Christ Church, Glen Ridge, New Jersey, USA

Mystery Worshipper: Brother Juniper.
The church: Christ Church, Glen Ridge, New Jersey, USA.
Denomination: Episcopal Church in the USA.
The building: My immediate impression was that this church is an absolute jewel! With stone walls inside and out and exquisite stained glass windows, the Gothic building with Norman and Romanesque touches gave me a feeling of the Middle Ages. A quire of rich woods and a brass rood lead to an elevated sanctuary culminating in a freestanding stone altar. St Mary's chapel (in which today's service was held) has the same ambience, with a small, ornate altar backed by a reredos featuring the four evangelists garbed as bishops and Mary as a child being instructed at St Anne's knee. Stained glass from the Tiffany studios and a blue and white della Robbia Madonna complete this most elegant space.
The church: My impression of the churches in this area is that all are focused on particular social needs. Christ Church seems centered on the needs of children and youth. A youth group and adult Bible class meet every week. There also is an outreach ministry to the homeless and other needy in the area.
The neighborhood: Glen Ridge is located in northern New Jersey, near Bloomfield, and the church sits on a major thoroughfare straddling the town line between the two communities. Whereas Bloomfield features a mix of small, somewhat shabby businesses (many nail salons, cheap restaurants and dollar stores), Glen Ridge on the other hand seems quite a posh area, with beautiful, spacious homes.
The cast: The Rev. Edward Keller was celebrant and homilist. The parish was in an interregnum at the time of my visit. Father Keller was quite elderly, and I assumed he was retired and was assisting with the Sunday services.
The date & time: Third Sunday in Lent, March 19, 2006, 8.00am.
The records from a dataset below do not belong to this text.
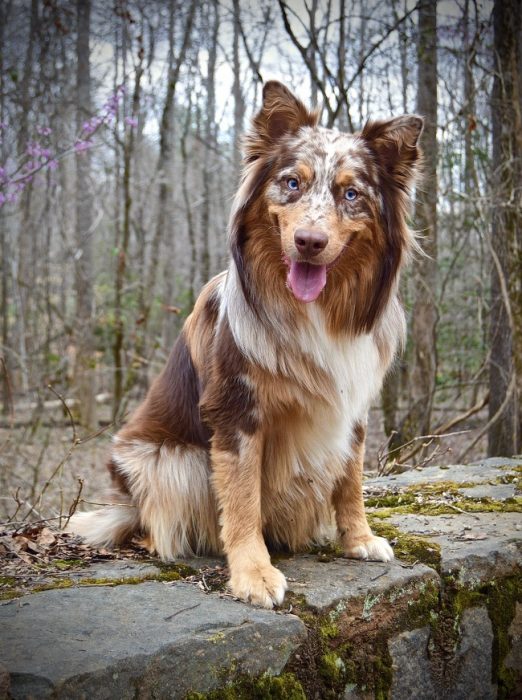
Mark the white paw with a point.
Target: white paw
(260, 584)
(372, 548)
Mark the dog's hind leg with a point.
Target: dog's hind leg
(237, 482)
(170, 501)
(356, 536)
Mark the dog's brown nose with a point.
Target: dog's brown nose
(310, 243)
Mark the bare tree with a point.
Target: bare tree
(424, 316)
(505, 370)
(85, 356)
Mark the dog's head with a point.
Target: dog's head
(331, 205)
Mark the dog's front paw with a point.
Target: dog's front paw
(370, 547)
(259, 584)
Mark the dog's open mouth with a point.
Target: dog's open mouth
(305, 280)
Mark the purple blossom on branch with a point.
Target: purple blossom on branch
(81, 146)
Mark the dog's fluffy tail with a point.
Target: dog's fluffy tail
(107, 526)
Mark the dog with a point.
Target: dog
(253, 435)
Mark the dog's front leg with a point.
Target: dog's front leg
(356, 536)
(237, 482)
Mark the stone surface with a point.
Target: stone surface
(474, 547)
(514, 657)
(158, 640)
(325, 584)
(413, 674)
(146, 640)
(496, 492)
(485, 471)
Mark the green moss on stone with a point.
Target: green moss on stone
(265, 687)
(332, 668)
(65, 564)
(502, 597)
(172, 568)
(57, 583)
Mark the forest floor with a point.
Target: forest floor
(44, 472)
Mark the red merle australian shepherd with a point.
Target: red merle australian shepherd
(253, 435)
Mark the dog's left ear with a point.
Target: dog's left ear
(281, 114)
(395, 144)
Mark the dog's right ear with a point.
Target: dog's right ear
(281, 114)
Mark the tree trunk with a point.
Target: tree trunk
(505, 370)
(85, 384)
(210, 142)
(4, 247)
(239, 101)
(424, 322)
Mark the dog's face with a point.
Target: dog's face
(322, 196)
(331, 206)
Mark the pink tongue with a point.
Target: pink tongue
(306, 281)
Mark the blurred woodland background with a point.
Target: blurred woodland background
(120, 153)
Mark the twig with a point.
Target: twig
(178, 612)
(73, 506)
(463, 416)
(67, 409)
(9, 389)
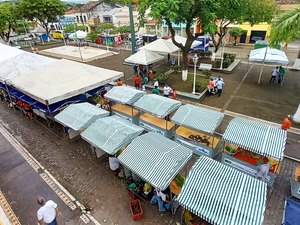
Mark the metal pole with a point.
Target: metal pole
(132, 32)
(262, 67)
(194, 84)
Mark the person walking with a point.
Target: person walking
(275, 73)
(220, 83)
(48, 212)
(281, 74)
(137, 81)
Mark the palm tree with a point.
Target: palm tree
(286, 27)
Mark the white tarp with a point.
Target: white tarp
(63, 79)
(7, 52)
(144, 57)
(161, 46)
(271, 56)
(181, 40)
(23, 63)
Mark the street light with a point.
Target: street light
(195, 60)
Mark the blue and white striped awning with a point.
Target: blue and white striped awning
(124, 94)
(111, 133)
(222, 195)
(80, 116)
(256, 137)
(198, 118)
(155, 158)
(157, 105)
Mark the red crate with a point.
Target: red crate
(136, 210)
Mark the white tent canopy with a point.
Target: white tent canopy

What was the name of the service?
Holy Eucharist, Rite I.

How full was the building?
The early service is held in the chapel, which was practically full.

Did anyone welcome you personally?
I was the earliest arrival and was already seated before anyone else arrived, and so was not greeted. The service leaflet stated that one could fill out a newcomer's card if one wished. A supply of gold cross appliques were also available that we could affix to our clothing if we wished to be greeted. After the service, the priest and a lady who stood at his side greeted everyone personally.

Was your pew comfortable?
Yes, it had ample room. There were also hassock style kneeling pads.

How would you describe the pre-service atmosphere?
Quiet and intensely prayerful. It was lovely, verging on magical, for anyone who wished to pray quietly before the mass began. Not much use was made of artificial lighting either before or during the service, and the effect of early morning light coming through stained glass in the elegant stone chapel was the stuff of which good religious art is made.

What were the exact opening words of the service?
Father Keller said, "I usually welcome people, so welcome and good morning!"

What books did the congregation use during the service?
1979 Book of Common Prayer, service leaflet, a separate sheet with the readings for the day. The intercessions were printed in the leaflet, and went on seemingly forever, with many people mentioned by name – including local and national government officials.

What musical instruments were played?
There was no music at this service.

Did anything distract you?
There were constant instructions to turn to page so-and-so, please stand, please kneel, we will now continue on page 2 of the leaflet, etc. I found all this rather annoying, and hardly necessary since the service leaflet already contained references to page numbers and the like.

Was the worship stiff-upper-lip, happy clappy, or what?
It was a simple broad church service – no crossing oneself, no bells, no smells. The priest's proper Roman vestments (from a Roman Catholic supply house, I would guess) and the acolyte's cassock-alb almost seemed out of place. The service was according to Rite I but seemed slightly artificial – mostly the modern alternative prayers were used, with the thees and thous seeming an anachronism.

Exactly how long was the sermon?
16 minutes.

On a scale of 1-10, how good was the preacher?
3 – The sermon largely consisted of a recap of the scripture passages, interspersed with comments that had no focus and many loose associations. The chatty, folksy style was not one that appealed to me, and there was neither solid exegesis nor development of any spiritual theme.

In a nutshell, what was the sermon about?
We are often asked to choose between the holy and the selfish. We tend to regard church buildings as holy places – indeed, Jesus called the temple a holy place when he threw the money changers out. But how many people are without churches in the wake of Hurricane Katrina? The church would carry on even if the building burnt down and we had to gather in a rented hall.

Which part of the service was like being in heaven?
The setting was exquisite, and the peaceful, lovely surroundings were extremely calm and prayerful.

And which part was like being in... er... the other place?
What I found hellish, others may well find charming. The celebrant's folksy manner, like telling stories to children out on the back porch, reminded me of mildly humorous caricatures of the clergy that we sometimes see in films. It all seemed artificial and, in my opinion, spoiled the dignity of the service.

What happened when you hung around after the service looking lost?
A few people said hello, but most seemed to be in a hurry to get to somewhere else. Immediately following the service was an adult Bible class, but I did not attend.

How would you describe the after-service coffee?
There was no coffee hour for this service.

How would you feel about making this church your regular (where 10 = ecstatic, 0 = terminal)?
5 – Although I enjoyed the prayerful mood created by this beautiful worship space, and although the parish seems dedicated to community needs, I don't think I would fit in well where so much emphasis is placed on the young (not being one who especially likes children), in particular if that means contemporary music (which I like even less).

Did the service make you feel glad to be a Christian?
It did indeed. Everything combined to make Jesus of Nazareth seem quite near.

What one thing will you remember about all this in seven days' time?
The morning light coming through the detailed stained glass, into a building that was blessedly free of glaring artificial lights.